Le projet de loi de finances 2022, adopté en conseil des ministres ce vendredi, vise un taux de croissance de 3%. Selon les autorités, l’élaboration du projet de loi s’inscrit dans un contexte de reprise de l’activité économique internationale. En effet, la croissance mondiale est projetée à 4,9% en lien avec le retour à une situation sanitaire maîtrisée et de stabilisation des prix des matières premières.

Un plus d’un taux croissance de 3%, ceux qui ont élaboré le projet de budget tablent également sur une réduction sensible du déficit budgétaire par l’optimisation de la mobilisation des recettes intérieures, l’arrimage des projets d’investissements contenus dans le PAT,  l’amélioration des conditions de vie des populations à travers la relance de l’économie, la consolidation du système de santé et l’amélioration de l’offre dans le secteur de l’éducation et de la formation.

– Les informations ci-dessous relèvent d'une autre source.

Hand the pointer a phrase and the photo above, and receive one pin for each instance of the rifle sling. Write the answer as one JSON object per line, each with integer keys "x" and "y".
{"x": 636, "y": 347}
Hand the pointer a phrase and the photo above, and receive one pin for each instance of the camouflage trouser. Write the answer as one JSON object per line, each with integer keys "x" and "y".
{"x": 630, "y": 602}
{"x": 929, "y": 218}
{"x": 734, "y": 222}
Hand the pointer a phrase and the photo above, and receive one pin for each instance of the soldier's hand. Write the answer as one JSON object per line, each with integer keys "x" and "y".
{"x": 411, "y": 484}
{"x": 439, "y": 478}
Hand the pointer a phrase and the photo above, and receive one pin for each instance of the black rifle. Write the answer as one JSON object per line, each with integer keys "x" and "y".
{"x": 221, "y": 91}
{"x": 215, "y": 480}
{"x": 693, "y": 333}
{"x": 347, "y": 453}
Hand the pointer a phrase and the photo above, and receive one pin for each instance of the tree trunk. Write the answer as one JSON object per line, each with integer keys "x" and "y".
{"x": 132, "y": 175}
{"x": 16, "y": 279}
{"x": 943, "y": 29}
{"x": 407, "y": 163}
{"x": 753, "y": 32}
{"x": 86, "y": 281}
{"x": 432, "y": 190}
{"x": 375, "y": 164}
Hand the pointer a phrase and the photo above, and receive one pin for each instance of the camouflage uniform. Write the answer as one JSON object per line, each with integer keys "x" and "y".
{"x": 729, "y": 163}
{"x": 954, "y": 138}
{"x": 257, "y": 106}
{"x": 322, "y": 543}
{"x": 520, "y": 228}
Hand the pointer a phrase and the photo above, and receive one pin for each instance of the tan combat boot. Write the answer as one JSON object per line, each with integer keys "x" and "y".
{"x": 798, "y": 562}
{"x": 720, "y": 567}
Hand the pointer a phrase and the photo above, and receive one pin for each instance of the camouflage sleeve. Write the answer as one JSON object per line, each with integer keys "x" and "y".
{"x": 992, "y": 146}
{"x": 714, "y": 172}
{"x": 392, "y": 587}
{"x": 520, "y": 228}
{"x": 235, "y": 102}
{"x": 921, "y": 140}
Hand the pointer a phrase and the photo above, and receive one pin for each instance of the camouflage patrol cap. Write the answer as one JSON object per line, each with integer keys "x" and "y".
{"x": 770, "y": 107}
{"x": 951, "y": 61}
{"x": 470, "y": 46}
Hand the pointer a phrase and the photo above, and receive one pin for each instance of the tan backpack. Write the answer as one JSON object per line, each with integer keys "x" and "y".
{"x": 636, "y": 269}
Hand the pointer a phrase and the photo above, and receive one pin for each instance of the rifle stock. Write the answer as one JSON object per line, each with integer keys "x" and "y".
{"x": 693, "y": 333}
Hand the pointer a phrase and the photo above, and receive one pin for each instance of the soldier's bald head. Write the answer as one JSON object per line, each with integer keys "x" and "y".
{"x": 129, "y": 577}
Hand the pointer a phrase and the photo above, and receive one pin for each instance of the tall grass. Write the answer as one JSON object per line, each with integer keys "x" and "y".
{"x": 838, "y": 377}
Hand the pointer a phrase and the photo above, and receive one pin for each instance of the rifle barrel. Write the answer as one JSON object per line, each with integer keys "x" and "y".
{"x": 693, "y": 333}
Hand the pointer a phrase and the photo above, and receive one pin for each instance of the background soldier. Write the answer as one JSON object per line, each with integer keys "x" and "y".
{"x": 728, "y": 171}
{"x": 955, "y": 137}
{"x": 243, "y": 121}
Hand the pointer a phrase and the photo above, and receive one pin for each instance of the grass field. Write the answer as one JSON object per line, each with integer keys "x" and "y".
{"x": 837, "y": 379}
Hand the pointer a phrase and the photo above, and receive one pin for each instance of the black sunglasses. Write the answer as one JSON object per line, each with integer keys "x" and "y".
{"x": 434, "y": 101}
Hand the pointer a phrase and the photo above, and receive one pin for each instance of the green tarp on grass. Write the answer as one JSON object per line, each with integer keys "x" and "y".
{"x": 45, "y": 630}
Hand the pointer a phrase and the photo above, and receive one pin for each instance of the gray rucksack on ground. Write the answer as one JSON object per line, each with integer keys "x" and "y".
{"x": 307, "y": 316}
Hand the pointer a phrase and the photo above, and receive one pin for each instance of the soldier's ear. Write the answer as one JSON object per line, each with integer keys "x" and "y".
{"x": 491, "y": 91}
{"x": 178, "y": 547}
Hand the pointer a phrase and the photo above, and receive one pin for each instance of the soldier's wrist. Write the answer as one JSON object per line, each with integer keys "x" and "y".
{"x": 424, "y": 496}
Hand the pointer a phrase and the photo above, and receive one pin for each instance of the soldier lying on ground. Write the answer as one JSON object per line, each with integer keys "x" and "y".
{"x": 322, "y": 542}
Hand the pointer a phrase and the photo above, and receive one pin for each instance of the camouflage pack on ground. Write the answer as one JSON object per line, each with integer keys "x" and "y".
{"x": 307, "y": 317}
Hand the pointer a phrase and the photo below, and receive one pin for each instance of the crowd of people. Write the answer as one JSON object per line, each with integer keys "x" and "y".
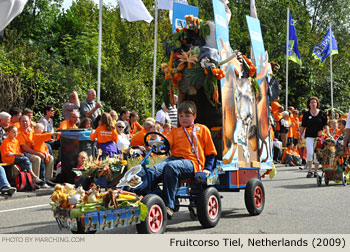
{"x": 29, "y": 145}
{"x": 295, "y": 133}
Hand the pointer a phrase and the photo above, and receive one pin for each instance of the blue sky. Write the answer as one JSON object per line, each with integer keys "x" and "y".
{"x": 67, "y": 3}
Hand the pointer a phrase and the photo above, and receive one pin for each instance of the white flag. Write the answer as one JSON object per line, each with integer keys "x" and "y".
{"x": 134, "y": 10}
{"x": 9, "y": 9}
{"x": 165, "y": 4}
{"x": 253, "y": 9}
{"x": 171, "y": 10}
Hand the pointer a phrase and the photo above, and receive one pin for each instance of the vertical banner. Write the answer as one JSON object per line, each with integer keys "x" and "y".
{"x": 238, "y": 103}
{"x": 179, "y": 13}
{"x": 263, "y": 123}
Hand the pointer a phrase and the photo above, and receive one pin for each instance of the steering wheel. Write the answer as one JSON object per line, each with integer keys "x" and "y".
{"x": 159, "y": 147}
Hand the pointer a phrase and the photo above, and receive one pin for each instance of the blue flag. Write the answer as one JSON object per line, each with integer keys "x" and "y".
{"x": 293, "y": 50}
{"x": 323, "y": 49}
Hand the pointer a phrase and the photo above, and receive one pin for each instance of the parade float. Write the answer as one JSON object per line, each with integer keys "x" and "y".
{"x": 232, "y": 94}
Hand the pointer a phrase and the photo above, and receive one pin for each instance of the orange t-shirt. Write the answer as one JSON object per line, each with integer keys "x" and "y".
{"x": 137, "y": 140}
{"x": 295, "y": 128}
{"x": 180, "y": 145}
{"x": 24, "y": 137}
{"x": 286, "y": 152}
{"x": 103, "y": 135}
{"x": 66, "y": 124}
{"x": 16, "y": 124}
{"x": 134, "y": 128}
{"x": 277, "y": 116}
{"x": 274, "y": 106}
{"x": 9, "y": 146}
{"x": 39, "y": 140}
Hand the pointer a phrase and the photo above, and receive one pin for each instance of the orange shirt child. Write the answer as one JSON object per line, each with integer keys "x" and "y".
{"x": 9, "y": 148}
{"x": 183, "y": 148}
{"x": 134, "y": 128}
{"x": 103, "y": 135}
{"x": 138, "y": 139}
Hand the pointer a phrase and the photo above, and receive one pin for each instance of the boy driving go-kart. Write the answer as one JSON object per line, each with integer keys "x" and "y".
{"x": 192, "y": 151}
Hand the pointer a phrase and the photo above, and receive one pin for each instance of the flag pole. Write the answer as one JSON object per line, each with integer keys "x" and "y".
{"x": 287, "y": 54}
{"x": 99, "y": 51}
{"x": 331, "y": 48}
{"x": 155, "y": 56}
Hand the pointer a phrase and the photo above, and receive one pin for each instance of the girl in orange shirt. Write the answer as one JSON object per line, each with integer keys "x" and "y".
{"x": 107, "y": 136}
{"x": 11, "y": 153}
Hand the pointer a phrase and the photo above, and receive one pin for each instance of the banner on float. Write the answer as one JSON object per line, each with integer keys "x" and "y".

Concernant les prévisions dans le secteur pétrolier, les autorités s’attendent à  une production de pétrole de 11 millions de tonnes, en hausse de 7,8%. Un prix du baril pétrole qui s’établirait à 60 dollars en 2022 contre 55 dollars en 2021, soit une hausse de 9,1%. 

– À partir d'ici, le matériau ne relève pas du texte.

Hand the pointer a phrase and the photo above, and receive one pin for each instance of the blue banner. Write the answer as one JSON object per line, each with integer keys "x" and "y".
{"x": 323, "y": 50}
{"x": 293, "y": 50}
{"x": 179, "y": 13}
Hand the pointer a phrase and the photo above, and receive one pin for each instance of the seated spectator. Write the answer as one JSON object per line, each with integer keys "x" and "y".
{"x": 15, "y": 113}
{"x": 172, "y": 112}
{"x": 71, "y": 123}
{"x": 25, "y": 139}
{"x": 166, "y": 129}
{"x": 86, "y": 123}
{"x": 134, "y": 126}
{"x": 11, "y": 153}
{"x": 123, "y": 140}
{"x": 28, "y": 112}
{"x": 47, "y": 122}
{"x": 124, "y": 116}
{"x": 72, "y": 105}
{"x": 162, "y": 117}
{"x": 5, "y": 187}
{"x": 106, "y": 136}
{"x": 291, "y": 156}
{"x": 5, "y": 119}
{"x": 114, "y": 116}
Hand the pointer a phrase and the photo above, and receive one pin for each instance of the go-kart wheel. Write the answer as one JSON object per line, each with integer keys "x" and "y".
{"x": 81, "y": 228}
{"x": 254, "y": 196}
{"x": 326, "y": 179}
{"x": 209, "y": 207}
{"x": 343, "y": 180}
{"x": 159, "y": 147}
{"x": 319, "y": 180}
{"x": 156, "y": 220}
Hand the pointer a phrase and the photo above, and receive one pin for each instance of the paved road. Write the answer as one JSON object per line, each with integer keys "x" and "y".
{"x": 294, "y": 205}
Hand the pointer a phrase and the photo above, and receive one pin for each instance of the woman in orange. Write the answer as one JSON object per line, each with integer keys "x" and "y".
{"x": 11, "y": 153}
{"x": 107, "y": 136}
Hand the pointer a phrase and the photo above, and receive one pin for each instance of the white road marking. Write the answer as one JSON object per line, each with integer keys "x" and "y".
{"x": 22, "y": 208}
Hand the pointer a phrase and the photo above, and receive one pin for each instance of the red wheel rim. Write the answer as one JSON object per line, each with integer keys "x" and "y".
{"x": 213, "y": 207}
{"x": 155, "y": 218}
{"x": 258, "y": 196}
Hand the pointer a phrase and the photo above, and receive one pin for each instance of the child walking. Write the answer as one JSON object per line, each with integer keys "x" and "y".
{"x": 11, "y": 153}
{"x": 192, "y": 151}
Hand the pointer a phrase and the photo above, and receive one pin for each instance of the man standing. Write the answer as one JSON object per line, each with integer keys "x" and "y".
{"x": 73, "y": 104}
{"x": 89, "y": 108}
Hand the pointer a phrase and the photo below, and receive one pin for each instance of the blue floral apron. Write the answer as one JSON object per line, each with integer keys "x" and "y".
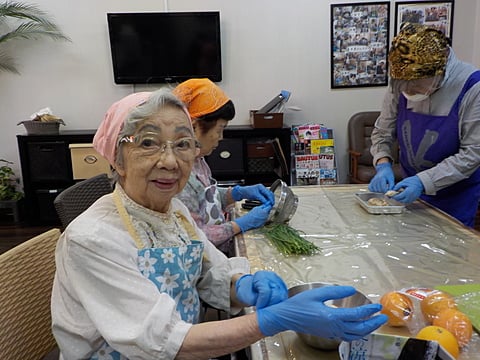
{"x": 173, "y": 270}
{"x": 426, "y": 140}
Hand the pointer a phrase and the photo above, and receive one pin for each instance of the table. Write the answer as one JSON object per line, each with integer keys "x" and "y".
{"x": 375, "y": 253}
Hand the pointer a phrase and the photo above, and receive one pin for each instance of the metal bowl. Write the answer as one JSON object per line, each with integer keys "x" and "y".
{"x": 318, "y": 342}
{"x": 285, "y": 203}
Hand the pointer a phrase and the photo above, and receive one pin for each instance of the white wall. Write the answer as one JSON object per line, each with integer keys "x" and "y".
{"x": 268, "y": 45}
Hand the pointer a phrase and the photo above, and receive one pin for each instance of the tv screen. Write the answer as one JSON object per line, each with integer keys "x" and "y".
{"x": 165, "y": 47}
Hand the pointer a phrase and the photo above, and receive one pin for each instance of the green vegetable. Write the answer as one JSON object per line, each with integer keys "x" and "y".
{"x": 288, "y": 240}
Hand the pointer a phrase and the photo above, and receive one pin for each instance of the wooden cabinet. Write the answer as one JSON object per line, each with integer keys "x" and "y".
{"x": 46, "y": 165}
{"x": 245, "y": 156}
{"x": 249, "y": 156}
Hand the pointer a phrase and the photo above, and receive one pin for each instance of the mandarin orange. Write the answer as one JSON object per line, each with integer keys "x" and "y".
{"x": 457, "y": 323}
{"x": 436, "y": 302}
{"x": 398, "y": 307}
{"x": 444, "y": 337}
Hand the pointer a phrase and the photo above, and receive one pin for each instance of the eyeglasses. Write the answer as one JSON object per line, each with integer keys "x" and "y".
{"x": 150, "y": 144}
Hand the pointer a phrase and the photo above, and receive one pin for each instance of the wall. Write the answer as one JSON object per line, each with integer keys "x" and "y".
{"x": 268, "y": 45}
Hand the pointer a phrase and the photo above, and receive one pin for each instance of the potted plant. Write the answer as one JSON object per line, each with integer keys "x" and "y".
{"x": 24, "y": 21}
{"x": 8, "y": 182}
{"x": 10, "y": 197}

Pour les autres exportations, le manganèse devrait parvenir à un volume de 9,2 millions de tonnes, en augmentation de 0,82%, le caoutchouc 7000 tonnes, le bois débité évaluée 1,171 million m3 et l’huile de palme brute 112,2 mille tonnes. Tout ceci avec un taux de change prévisionnel du dollar américain à 543,2 FCFA/USD, en dépréciation de 1,2%.

Le projet de budget de l’État est équilibré en ressources et en charges à 2936,6 milliards de FCFA contre 3127,6 milliards de FCFA, soit une baisse de 191 milliards de FCFA. Les recettes budgétaires (hors recettes affectées aux tiers) seraient évaluées à 1924,6 milliards FCFA, contre 1622,2 milliards FCFA arrêtés dans la Loi de finances rectificative 2021, soit une hausse de 302,4 milliards FCFA. 

En ce qui concerne les dépenses et les charges de trésorerie, les dépenses budgétaires sont évaluées 1992,5 milliards de FCFA. Les charges financières de la dette qui s’établissent à 316,9 milliards FCFA. Les dépenses de fonctionnement, hors Compte d’affectation spéciale (CAS), se chiffreraient à 1161,9 milliards FCFA et les dépenses d’investissement à 326,4 milliards FCFA. Notons enfin qu’une hausse des autres dépenses (+13 milliards FCFA) est prévue du fait des coûts sociaux des restructurations des entreprises publiques et les contentieux de l’État.